Sorry if I have misstated what can or will happen when experimenting with coils. To answer your question, no, just placing tabs along the edge will not always cause an increase in sensitivity.

PI coils are strange to begin with and as many people have learned, are hard to build that will work on a ML. It is easier on some of the other PI's, but that is a different story.

Now, when building a coil, one shoots for a good stable coil that works whether it is hot or cold. This means, the coil isn't erratic and provides decent depth.

Now, what happens when a coil is built is the coil can be perfect and meet the criteria desired. When it does, it works great. However, if that same coil just happens to be a little off, then it is possible that the coil will be hypersenstive, or it could be just plain dead with little sensitivity. It all depends upon just how far off from ideal it is as well as which way it is off.

Now, if you take an good working coil such as a DD and add something like a tab, it can "upset" or shift the coil somewhat. This can cause a coil to get worse and hardly detect anything, or it can shift things slightly into the hypersenstive zone. If it shifts too far, then it will go past the hypersensitive zone and into the dead zone.

So, depending upon just how the coil is made, it can be operating in the dead zone or it can shift a little and be in the hypersenstive zone, or be normal and be in the normal sensitive zone. The difference between the three really isn't much.

If the coil is in the dead zone, then the threshold is very stable but the coil has very little sensitivity. Usually, when in the hypersensitive zone, the coil is "touchy" meaning it may generate false signals more than normal and react more to the ground signals. Now, if by chance the coil is in the dead zone but right on the very edge, then the threshold could be nice and quiet, but when a small target is sensed, the coil shifts to the hypersensitive zone and the target is suddenly heard with a very strong signal. This particular setting would be ideal if it were possible to build into a coil on a regular basis. Unfortunately, it isn't that easy and has to be done on a coil by coil basis and matched perfectly to a particular detector. Also, things can change with temperaturem ir be very sensitive to any vibration, which could cause false signals. So, to minimize such problems, coils are built to operate in the normal sensitive zone where there are few surprises. This way, coils are more tolerant of different detectors and will work on most of them for which it is designed. In other words, if the coil is built to work on a ML, then it will work on most ML's.

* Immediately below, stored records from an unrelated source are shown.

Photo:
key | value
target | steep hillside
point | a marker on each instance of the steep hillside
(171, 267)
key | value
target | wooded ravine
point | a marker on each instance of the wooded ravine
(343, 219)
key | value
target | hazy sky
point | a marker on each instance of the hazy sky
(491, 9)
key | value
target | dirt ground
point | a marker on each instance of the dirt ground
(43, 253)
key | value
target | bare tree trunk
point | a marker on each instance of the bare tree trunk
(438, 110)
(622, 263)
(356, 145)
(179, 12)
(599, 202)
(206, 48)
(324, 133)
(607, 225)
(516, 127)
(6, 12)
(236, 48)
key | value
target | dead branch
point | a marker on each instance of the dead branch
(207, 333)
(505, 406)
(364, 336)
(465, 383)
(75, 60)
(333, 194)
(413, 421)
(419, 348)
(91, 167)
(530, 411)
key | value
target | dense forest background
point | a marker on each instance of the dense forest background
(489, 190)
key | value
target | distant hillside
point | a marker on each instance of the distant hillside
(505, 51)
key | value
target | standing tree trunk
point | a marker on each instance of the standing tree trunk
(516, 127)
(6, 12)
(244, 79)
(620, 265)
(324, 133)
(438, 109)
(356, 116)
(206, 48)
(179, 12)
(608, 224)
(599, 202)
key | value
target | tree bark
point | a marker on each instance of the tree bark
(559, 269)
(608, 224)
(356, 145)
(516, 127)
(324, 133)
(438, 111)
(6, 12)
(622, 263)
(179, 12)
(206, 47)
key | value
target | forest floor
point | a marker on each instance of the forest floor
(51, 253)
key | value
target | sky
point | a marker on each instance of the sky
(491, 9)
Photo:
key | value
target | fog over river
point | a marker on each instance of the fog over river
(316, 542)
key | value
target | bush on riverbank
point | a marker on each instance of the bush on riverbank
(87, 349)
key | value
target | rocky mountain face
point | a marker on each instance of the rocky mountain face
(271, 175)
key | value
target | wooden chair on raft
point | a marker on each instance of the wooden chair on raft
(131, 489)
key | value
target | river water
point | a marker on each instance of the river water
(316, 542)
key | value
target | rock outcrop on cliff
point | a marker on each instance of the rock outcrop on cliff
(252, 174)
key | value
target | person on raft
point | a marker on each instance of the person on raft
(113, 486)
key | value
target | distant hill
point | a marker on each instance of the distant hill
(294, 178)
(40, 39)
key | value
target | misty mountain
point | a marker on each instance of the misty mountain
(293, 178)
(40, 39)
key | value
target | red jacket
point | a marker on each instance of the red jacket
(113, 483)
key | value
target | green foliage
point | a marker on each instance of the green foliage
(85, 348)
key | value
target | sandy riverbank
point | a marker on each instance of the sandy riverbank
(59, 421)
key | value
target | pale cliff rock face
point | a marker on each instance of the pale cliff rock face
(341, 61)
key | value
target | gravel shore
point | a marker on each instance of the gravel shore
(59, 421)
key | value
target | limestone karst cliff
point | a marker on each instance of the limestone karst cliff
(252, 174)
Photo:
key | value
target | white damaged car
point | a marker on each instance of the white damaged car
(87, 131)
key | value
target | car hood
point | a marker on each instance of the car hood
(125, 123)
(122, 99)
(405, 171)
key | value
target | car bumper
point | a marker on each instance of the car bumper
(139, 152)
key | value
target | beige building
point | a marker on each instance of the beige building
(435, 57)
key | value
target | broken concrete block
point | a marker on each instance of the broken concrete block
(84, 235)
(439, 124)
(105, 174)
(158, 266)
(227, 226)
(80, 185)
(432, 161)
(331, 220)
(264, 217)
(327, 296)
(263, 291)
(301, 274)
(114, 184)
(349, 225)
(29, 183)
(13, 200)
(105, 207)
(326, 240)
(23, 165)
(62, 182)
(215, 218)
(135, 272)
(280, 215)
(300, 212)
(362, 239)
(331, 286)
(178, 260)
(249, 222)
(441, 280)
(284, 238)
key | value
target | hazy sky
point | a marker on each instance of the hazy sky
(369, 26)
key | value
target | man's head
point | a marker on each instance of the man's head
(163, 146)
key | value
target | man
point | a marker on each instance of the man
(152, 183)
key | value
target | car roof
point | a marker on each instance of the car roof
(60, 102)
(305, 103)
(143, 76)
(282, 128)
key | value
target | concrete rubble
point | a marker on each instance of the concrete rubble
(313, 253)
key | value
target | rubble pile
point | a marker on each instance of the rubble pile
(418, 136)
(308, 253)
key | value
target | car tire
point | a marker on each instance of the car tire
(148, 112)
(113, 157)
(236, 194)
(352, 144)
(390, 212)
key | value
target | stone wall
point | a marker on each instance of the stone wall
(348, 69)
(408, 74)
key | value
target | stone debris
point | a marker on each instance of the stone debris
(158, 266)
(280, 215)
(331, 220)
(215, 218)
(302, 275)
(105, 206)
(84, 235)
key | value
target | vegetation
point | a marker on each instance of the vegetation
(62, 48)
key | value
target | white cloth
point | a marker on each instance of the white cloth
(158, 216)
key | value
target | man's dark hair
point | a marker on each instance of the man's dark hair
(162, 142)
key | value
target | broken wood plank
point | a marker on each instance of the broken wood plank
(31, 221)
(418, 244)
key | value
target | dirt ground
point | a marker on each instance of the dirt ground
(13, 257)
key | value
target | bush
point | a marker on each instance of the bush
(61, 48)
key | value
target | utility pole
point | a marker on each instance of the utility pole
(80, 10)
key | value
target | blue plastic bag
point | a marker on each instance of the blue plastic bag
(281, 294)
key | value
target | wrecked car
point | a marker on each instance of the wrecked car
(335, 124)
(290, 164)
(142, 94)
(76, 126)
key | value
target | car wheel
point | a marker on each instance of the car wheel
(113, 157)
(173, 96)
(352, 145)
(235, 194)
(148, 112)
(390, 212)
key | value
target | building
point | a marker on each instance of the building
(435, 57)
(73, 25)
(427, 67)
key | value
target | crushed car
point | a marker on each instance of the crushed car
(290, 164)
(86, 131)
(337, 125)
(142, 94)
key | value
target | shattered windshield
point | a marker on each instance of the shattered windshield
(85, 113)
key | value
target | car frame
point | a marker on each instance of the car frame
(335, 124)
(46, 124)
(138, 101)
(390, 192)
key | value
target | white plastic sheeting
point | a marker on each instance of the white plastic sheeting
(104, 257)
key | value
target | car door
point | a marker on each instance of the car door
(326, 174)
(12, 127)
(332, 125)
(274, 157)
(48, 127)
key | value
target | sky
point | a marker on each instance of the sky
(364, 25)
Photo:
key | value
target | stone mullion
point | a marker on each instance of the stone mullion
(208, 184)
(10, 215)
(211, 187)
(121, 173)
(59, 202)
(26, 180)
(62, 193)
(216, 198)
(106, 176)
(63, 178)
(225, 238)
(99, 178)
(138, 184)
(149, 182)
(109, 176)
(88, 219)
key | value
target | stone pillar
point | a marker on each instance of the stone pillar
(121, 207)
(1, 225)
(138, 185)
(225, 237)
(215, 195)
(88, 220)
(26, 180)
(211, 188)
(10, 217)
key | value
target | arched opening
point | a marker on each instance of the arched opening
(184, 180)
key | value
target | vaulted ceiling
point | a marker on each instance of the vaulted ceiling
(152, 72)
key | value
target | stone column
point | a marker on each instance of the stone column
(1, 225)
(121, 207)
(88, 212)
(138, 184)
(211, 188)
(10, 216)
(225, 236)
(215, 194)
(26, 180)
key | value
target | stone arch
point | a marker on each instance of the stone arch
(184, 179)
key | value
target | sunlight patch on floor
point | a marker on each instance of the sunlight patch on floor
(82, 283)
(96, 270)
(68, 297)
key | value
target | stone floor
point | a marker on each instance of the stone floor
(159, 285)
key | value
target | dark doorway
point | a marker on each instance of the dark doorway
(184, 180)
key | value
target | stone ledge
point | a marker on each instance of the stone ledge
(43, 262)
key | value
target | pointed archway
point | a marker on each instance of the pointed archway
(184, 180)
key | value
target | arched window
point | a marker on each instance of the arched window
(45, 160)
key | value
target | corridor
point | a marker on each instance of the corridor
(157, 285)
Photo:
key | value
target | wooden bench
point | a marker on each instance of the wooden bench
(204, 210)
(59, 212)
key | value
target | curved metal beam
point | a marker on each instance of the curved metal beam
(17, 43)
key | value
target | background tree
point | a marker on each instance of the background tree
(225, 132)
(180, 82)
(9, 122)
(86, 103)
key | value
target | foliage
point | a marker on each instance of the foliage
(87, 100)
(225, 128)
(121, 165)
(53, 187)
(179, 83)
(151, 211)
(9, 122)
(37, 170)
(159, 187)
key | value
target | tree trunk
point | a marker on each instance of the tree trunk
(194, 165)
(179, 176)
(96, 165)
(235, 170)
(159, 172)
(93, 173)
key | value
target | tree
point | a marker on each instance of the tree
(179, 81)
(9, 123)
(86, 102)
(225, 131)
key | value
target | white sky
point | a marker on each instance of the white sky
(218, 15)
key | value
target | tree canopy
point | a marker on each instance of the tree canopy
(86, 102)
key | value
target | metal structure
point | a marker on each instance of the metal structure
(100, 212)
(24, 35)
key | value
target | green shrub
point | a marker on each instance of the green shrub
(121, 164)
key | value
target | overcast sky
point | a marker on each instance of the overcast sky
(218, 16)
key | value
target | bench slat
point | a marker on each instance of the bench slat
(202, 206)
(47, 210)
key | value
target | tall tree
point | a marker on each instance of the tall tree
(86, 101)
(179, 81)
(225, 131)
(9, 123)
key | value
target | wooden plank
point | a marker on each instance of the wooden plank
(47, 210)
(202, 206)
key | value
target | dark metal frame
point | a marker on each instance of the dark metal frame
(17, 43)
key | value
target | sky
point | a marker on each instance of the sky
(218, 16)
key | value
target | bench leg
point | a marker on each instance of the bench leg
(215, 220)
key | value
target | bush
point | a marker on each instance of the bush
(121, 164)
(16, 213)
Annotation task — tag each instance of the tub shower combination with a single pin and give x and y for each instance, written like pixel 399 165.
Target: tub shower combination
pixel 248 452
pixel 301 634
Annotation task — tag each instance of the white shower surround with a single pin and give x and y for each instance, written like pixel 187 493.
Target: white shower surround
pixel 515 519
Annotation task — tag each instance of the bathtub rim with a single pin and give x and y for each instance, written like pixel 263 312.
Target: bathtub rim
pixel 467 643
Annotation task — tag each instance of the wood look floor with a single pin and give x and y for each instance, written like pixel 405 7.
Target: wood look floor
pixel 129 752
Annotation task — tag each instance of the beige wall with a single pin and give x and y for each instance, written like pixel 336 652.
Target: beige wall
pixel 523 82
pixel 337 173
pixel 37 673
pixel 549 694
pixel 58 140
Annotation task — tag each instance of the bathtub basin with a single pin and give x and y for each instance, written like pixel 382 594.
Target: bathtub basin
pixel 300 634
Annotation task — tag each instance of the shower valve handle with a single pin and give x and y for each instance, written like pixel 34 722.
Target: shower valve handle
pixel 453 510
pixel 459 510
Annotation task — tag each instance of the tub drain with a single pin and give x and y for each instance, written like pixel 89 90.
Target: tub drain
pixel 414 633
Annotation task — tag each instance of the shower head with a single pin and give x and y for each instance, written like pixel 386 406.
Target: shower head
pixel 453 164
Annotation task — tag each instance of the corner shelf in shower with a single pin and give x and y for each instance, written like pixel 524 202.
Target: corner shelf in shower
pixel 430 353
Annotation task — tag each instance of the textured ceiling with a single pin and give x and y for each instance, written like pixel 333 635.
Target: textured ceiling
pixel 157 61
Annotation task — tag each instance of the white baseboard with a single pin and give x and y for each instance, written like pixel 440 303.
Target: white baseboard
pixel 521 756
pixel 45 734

Moving a tab or any other piece of metal around on the coil will alter just how much of a change occurs. Some places will cause more of a change than others. What isn't known until it is tried is whether the change is good or bad. One just has to try it and see.

So, to answer your question, no, just placing a tab above the windings will not necessarily cause an increase in sensitivity. It all depends upon the coil involved. On some coils, it may help, on others, it may hurt.